FDA and Food Producers Brief Congress on Food Safety Overhaul
On May 21, 2015, Pew’s safe food project convened a widely attended, bipartisan U.S. Senate briefing addressing the ongoing transformation of the nation’s approach to food safety. The event highlighted the importance of fully funding and implementing the Food and Drug Administration’s Food Safety Modernization Act (FSMA), which is landmark legislation designed to modernize the oversight system that safeguards roughly 80 percent of America’s food supply. President Barack Obama signed FSMA into law in 2011, but the FDA still needs substantial funding to install critical pieces of the system.
Acting FDA Commissioner Stephen Ostroff delivered keynote remarks to the congressional staff members, food industry and trade association representatives, physicians, and food safety advocates in attendance. He described the FSMA reforms as both necessary and long overdue. The law plays a crucial role in shifting the FDA’s focus from reacting to outbreaks of foodborne illness to preventing them instead—a fundamental change that should bolster consumers’ confidence in the safety of their food.

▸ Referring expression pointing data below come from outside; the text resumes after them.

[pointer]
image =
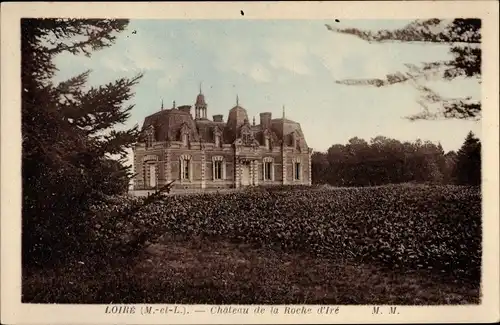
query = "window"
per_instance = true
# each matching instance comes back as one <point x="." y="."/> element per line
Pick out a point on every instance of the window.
<point x="152" y="175"/>
<point x="297" y="171"/>
<point x="217" y="141"/>
<point x="246" y="138"/>
<point x="219" y="168"/>
<point x="267" y="170"/>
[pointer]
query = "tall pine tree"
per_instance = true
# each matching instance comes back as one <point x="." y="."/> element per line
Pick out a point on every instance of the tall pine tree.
<point x="68" y="135"/>
<point x="468" y="165"/>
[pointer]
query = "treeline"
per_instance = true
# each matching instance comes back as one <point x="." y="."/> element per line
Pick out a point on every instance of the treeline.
<point x="389" y="161"/>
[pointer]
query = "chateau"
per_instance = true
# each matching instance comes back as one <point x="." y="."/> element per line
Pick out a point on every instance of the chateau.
<point x="203" y="154"/>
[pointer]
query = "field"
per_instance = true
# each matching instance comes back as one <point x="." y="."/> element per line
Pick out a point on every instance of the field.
<point x="405" y="244"/>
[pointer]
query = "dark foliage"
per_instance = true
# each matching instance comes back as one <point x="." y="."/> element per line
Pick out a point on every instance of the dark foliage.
<point x="68" y="136"/>
<point x="468" y="162"/>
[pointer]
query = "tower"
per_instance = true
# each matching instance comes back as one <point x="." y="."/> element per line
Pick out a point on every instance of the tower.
<point x="200" y="107"/>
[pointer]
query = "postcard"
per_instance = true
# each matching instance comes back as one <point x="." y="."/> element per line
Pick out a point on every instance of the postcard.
<point x="250" y="162"/>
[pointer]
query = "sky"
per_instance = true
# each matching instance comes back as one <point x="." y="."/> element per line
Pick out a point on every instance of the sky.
<point x="276" y="63"/>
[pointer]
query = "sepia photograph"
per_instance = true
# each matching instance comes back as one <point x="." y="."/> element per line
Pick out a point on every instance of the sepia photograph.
<point x="238" y="162"/>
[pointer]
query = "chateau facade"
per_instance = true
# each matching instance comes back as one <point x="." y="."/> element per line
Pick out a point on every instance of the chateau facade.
<point x="202" y="154"/>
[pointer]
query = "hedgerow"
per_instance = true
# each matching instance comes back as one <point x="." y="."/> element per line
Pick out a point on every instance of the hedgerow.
<point x="436" y="228"/>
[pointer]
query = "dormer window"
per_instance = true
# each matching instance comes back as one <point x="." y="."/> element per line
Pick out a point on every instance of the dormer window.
<point x="246" y="136"/>
<point x="185" y="135"/>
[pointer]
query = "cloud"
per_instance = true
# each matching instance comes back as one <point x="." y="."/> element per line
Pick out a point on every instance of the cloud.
<point x="259" y="73"/>
<point x="288" y="55"/>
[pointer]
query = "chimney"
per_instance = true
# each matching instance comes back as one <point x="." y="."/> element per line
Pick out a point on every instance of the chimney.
<point x="218" y="118"/>
<point x="265" y="120"/>
<point x="185" y="108"/>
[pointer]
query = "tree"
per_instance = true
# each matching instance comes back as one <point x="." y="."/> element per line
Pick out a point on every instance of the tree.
<point x="464" y="38"/>
<point x="69" y="135"/>
<point x="468" y="162"/>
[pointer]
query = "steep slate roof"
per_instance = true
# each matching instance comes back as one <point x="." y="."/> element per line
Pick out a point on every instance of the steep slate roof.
<point x="168" y="123"/>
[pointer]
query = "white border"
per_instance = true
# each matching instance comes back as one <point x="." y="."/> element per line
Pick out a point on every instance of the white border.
<point x="13" y="312"/>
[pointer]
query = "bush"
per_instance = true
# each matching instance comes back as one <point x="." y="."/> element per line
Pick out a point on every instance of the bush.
<point x="425" y="227"/>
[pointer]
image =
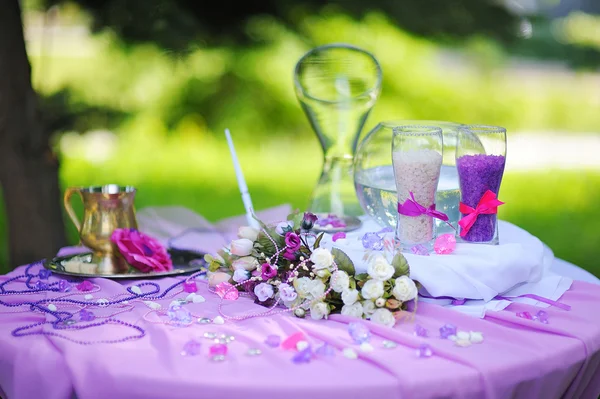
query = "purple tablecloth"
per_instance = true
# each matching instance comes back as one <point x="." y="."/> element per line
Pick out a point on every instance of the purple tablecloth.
<point x="519" y="358"/>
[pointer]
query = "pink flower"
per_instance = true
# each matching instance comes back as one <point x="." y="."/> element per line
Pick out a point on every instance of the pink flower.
<point x="141" y="251"/>
<point x="268" y="271"/>
<point x="292" y="241"/>
<point x="217" y="278"/>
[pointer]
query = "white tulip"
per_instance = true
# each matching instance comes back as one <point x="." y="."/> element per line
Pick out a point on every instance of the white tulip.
<point x="241" y="247"/>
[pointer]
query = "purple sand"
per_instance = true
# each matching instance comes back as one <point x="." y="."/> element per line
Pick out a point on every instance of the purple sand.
<point x="477" y="174"/>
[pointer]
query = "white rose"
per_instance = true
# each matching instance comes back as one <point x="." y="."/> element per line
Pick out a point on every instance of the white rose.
<point x="317" y="289"/>
<point x="383" y="316"/>
<point x="354" y="310"/>
<point x="349" y="296"/>
<point x="318" y="310"/>
<point x="248" y="232"/>
<point x="240" y="275"/>
<point x="368" y="308"/>
<point x="322" y="258"/>
<point x="380" y="269"/>
<point x="302" y="286"/>
<point x="241" y="247"/>
<point x="340" y="281"/>
<point x="372" y="289"/>
<point x="248" y="263"/>
<point x="405" y="289"/>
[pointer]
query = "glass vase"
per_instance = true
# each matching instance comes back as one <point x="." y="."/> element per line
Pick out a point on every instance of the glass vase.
<point x="337" y="86"/>
<point x="374" y="174"/>
<point x="417" y="161"/>
<point x="480" y="160"/>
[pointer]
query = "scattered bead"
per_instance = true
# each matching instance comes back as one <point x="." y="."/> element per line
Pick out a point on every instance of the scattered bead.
<point x="303" y="356"/>
<point x="424" y="350"/>
<point x="291" y="341"/>
<point x="153" y="305"/>
<point x="227" y="291"/>
<point x="179" y="315"/>
<point x="389" y="344"/>
<point x="350" y="353"/>
<point x="217" y="349"/>
<point x="366" y="347"/>
<point x="85" y="285"/>
<point x="254" y="352"/>
<point x="444" y="244"/>
<point x="86" y="315"/>
<point x="301" y="345"/>
<point x="273" y="341"/>
<point x="191" y="348"/>
<point x="447" y="330"/>
<point x="420" y="250"/>
<point x="476" y="337"/>
<point x="525" y="315"/>
<point x="359" y="332"/>
<point x="64" y="286"/>
<point x="44" y="274"/>
<point x="190" y="286"/>
<point x="325" y="350"/>
<point x="420" y="331"/>
<point x="136" y="290"/>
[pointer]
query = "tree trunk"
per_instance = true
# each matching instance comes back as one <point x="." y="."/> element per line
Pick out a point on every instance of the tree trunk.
<point x="28" y="167"/>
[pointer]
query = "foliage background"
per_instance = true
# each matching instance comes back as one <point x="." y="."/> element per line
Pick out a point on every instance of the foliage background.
<point x="152" y="113"/>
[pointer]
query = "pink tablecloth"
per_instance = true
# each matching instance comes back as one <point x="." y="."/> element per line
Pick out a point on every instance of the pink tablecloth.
<point x="519" y="358"/>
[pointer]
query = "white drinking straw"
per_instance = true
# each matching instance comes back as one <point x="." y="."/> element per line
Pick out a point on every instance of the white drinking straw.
<point x="241" y="183"/>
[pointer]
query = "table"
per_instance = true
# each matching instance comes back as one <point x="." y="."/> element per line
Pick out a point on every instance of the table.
<point x="519" y="358"/>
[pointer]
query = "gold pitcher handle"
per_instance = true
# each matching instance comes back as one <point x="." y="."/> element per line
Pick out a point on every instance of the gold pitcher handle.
<point x="68" y="194"/>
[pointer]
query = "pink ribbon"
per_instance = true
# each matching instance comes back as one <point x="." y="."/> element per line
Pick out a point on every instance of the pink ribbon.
<point x="488" y="205"/>
<point x="411" y="207"/>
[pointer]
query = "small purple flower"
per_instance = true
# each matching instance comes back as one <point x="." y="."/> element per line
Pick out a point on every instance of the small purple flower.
<point x="240" y="275"/>
<point x="309" y="220"/>
<point x="289" y="255"/>
<point x="263" y="291"/>
<point x="268" y="271"/>
<point x="292" y="241"/>
<point x="338" y="236"/>
<point x="287" y="293"/>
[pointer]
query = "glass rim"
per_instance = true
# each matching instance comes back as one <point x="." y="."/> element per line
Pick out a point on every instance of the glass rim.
<point x="375" y="88"/>
<point x="417" y="130"/>
<point x="483" y="129"/>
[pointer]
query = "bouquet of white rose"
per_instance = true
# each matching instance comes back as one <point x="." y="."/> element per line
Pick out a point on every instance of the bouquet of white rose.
<point x="286" y="265"/>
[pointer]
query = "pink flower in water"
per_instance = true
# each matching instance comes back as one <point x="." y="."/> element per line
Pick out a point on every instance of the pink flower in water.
<point x="141" y="251"/>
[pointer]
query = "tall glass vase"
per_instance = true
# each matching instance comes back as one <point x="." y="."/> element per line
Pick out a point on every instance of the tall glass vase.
<point x="337" y="86"/>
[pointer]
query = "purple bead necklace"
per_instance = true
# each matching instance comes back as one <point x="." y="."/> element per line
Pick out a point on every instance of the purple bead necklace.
<point x="64" y="319"/>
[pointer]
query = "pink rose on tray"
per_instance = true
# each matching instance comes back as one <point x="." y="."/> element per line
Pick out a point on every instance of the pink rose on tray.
<point x="142" y="251"/>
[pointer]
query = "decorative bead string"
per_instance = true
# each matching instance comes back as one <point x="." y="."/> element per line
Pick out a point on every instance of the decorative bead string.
<point x="64" y="317"/>
<point x="271" y="310"/>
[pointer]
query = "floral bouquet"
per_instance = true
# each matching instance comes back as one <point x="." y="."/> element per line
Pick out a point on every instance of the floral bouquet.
<point x="285" y="265"/>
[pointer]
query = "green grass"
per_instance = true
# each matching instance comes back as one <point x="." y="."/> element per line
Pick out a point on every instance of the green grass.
<point x="559" y="207"/>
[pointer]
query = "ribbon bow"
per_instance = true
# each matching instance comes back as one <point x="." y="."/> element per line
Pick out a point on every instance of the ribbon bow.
<point x="411" y="207"/>
<point x="488" y="205"/>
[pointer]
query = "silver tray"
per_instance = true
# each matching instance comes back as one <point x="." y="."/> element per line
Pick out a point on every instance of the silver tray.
<point x="184" y="262"/>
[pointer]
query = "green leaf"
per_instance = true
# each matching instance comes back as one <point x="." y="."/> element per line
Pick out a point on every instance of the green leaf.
<point x="318" y="241"/>
<point x="400" y="265"/>
<point x="343" y="261"/>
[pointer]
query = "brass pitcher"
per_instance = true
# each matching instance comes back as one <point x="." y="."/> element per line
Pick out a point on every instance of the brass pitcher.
<point x="106" y="208"/>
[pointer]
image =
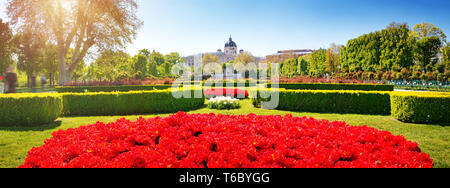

Sandra Eskin, the safe food project director, introduced and moderated a panel of major stakeholders, including the FDA deputy commissioner for foods as well as representatives from the food manufacturing, retail, agriculture, and public health sectors. Audience members also heard from a foodborne-illness victim and advocate who spoke powerfully about the serious infection she contracted from contaminated spinach and her efforts to spare others from such preventable sicknesses.
The panel represented a diverse set of interests united by a commitment to successfully implementing FSMA. Panel members urged Congress to give the FDA the resources it needs in fiscal year 2016 to put in place the sophisticated new FSMA measures that will protect consumers for generations.